Jesus spent his earthly life moving in one direction – ‘up to Jerusalem’. He had no other direction to move in. And the whole of his life was a combination of continual teaching – his lived daily life, his silences, his miracles, his prayer, his gestures, his love for the people, his special affection for the downtrodden and poor and his acceptance of the total sacrifice of the cross and Resurrection. Yes! Indeed this is a week like no other in the Christian calendar.

As we read the events in today’s Gospel it is hard not to be struck by the momentum and pace which gathers around Jesus as he moves inexorably towards his final destiny. His humility and his self-emptying are the key to understanding these Holy Week events – and the possible catalyst for the personal conversion of each of us. And so, this week we are called to reflect on the full divinity and humanity of God, whose power, presence and promise can now and for all time come to us in a form and expression which we can understand and with whom we can be one. It is a kind of movement from death to life, from darkness to light, and it is remembered in flesh, tears and blood – all of the emotions of a very human being.
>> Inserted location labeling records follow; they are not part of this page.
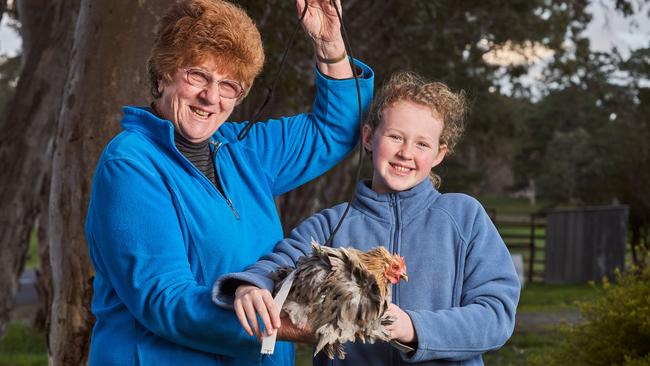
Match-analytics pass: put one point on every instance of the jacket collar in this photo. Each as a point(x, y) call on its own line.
point(143, 120)
point(407, 203)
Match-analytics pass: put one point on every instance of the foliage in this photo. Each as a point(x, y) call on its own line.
point(539, 297)
point(616, 328)
point(23, 345)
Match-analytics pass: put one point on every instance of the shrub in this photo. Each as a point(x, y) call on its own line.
point(616, 327)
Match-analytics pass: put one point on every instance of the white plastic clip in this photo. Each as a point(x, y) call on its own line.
point(268, 342)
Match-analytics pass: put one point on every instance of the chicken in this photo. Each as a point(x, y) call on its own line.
point(342, 294)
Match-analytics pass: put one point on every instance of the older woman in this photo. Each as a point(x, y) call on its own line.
point(178, 201)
We enter into solidarity with our saviour and everything is completed, redeemed and fulfilled.

And so, the challenges of Palm Sunday, and indeed of all of Holy Week, are our focus as we journey on our own way ‘up to Jerusalem’. The way of the cross is not comfortable and indeed at times, seems absurd. This is because we live in a world which prizes success, power, fame, wealth and prosperity and all of us can be tempted by these attractions. But this is not the way of Christ. He enters personally and fully into the very depths of human life – pain, suffering, betrayal, rejection and death – and this can prove life-giving for us.

Elements of the Palm Sunday story will resonate with all of us, for what they reflect about human nature.  However it was this very humanity that Jesus embraced. He was betrayed by practically everyone, but he did not betray our humanity. That he could do this, is the foundation of our ultimate hope, not only in God, but in humanity too.